Helen "Shatzie" Crouch (left) with her daughter, Becky Crouch Patterson, and StoryCorps facilitator Jackie Goodrich (center). Shatzie recalls a blissful childhood on her family’s ranch, where sheep and goats thrived on native underbrush and you had to pass through 23 gates to reach Fredericksburg, 12 miles away. She roamed the hills and canyons with her dog, "afraid of nothing and free to use my imagination."

Sacred space

Shatzie Crouch and her late husband Hondo were among the group that bought Luckenbach in 1970, founding a musical and cultural haven that thrives today. In the dance hall the band room becomes a StoryBooth.

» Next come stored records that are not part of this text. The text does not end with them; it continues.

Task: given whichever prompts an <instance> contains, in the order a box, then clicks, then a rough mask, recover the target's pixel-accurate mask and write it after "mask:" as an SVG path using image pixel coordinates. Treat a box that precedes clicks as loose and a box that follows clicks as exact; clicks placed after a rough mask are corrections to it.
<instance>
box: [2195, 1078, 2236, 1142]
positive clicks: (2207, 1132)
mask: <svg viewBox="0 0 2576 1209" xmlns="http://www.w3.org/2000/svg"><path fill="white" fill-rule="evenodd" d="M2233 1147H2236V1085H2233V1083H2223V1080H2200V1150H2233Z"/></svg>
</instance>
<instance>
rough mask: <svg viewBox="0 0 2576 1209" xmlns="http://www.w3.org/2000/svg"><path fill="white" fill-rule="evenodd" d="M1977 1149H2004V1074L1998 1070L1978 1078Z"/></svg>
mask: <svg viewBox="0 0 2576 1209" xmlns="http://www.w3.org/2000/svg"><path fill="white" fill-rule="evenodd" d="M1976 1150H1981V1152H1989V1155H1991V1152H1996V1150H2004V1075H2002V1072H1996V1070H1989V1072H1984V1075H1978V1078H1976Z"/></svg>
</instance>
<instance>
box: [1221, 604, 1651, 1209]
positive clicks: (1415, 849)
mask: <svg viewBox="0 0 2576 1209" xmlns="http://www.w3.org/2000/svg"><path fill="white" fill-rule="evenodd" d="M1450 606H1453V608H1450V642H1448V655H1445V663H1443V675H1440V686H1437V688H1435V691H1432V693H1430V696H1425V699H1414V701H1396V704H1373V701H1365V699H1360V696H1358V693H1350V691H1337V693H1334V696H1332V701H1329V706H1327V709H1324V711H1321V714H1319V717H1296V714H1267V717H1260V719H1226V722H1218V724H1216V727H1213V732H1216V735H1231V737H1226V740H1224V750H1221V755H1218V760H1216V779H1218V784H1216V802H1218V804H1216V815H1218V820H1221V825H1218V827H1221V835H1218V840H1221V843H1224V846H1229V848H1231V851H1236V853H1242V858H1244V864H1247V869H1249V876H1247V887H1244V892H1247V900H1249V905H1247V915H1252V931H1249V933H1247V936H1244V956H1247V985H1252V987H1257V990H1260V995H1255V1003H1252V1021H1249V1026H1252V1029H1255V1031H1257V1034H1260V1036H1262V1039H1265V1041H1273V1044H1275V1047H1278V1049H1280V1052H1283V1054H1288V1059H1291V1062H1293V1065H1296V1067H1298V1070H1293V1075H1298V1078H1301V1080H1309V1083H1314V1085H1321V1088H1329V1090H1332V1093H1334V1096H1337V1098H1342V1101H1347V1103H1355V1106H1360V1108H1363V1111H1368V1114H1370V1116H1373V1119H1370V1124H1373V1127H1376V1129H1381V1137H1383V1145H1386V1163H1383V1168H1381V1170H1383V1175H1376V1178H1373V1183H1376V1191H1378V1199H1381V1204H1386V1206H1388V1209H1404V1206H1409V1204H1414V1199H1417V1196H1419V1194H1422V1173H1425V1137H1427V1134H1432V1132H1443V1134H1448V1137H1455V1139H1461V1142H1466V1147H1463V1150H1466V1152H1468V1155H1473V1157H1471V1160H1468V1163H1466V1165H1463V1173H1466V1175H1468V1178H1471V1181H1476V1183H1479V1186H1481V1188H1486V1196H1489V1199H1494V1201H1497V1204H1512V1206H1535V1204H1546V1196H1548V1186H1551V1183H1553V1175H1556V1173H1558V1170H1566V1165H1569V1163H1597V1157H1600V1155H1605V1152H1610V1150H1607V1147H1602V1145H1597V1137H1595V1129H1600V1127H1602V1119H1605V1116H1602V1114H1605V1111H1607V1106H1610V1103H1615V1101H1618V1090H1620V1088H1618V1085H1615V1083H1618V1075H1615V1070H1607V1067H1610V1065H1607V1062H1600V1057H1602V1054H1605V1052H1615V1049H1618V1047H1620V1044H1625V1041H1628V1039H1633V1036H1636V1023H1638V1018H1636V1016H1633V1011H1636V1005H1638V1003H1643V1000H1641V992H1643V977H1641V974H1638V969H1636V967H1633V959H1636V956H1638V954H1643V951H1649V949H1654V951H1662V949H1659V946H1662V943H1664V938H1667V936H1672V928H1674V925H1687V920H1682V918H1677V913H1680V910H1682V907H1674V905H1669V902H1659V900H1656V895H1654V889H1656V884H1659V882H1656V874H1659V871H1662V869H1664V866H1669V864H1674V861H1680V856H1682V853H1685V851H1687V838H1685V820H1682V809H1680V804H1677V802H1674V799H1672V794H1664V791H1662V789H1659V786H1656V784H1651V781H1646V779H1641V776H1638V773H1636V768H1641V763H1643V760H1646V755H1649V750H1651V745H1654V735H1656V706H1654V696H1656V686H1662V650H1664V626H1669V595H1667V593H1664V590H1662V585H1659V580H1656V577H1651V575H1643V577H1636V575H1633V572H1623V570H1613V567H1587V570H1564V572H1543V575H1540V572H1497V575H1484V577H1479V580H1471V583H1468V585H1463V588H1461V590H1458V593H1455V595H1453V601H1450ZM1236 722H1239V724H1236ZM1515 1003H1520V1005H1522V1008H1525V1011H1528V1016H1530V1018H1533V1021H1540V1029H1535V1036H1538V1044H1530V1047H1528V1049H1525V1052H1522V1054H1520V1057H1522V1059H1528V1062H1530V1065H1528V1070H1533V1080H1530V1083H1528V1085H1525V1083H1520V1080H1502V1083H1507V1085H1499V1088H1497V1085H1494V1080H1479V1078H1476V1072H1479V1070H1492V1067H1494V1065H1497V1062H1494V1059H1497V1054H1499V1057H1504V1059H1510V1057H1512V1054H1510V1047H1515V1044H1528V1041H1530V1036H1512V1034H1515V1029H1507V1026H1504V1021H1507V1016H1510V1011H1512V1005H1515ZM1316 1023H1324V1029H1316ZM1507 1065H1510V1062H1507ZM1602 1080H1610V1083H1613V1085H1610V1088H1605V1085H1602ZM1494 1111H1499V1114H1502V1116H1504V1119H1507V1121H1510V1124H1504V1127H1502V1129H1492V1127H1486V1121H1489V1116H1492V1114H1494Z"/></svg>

Field recording in Luckenbach Texas

Originally a trading post and meeting place for the ranching folks in the area, Luckenbach also hosted shooting competitions and song fests. By the late 1960s, the general store, dance hall, and other buildings had fallen into disrepair. “Downtown Luckenbach” was put up for sale and subsequently purchased by a cohort of imaginative friends, who made this “living museum” a vibrant center of music and entertainment.

Saddle up your mics

StoryCorps returns to Texas hill country for a day of field recording in Luckenbach Texas. It ain’t a big place, but it’s history ain’t small, neither!

House of Elegance

Pearl Cox and her mother, Mrs. Pease, run the House of Elegance in East Austin. More than a beauty salon, the business has been a place where locals are greeted with hugs and treated as family. The clientele spans generations of devoted customers.

Texas star

After Hurricane Katrina, New Orleans native Abe Louise Young founded Alive in Truth, a project where caring Austin citizens listen to and record the stories of people displaced by the storm. Alive in Truth has been collecting these oral histories since September 4, 2005. In the StoryCorps booth Abe interviewed former New Orleans residents Joe Navis and Big Chief Kevin Goodman, who are now living in Austin and have participated in her project.

Kiss me, please

While StoryCorps participant Kathie Goldsmith gets ready for her interview, her daughter, Willow, gets ready for her close-up.

Big Chief in the booth

Big Chief Kevin Goodman of the Mardi Gras Indians grew up hand-sewing costumes in New Orleans. The Mardi Gras Indians pay tribute to Native Americans who helped end slavery. Goodman, grateful for the kindess shown to him in Austin since arriving here after Hurrican Katrina, has reciprocated by sharing his unique craft in Texas, making costumes for Fat Tuesday and performing his music around the city.

Smokin’ and pickin’

Local singer/songwriter, Danny Terry, takes requests at the bar behind the Luckenbach Post Office. Our best pick: “I Ain’t Really a Cowboy (I Just Found a Hat).”

Small town

Facilitators Jackie Goodrich and Laura Spero pay a visit to Luckenbach Texas, raising the town’s population to five.

Showtime

…and watch silent films on the big outdoor screen while they wait.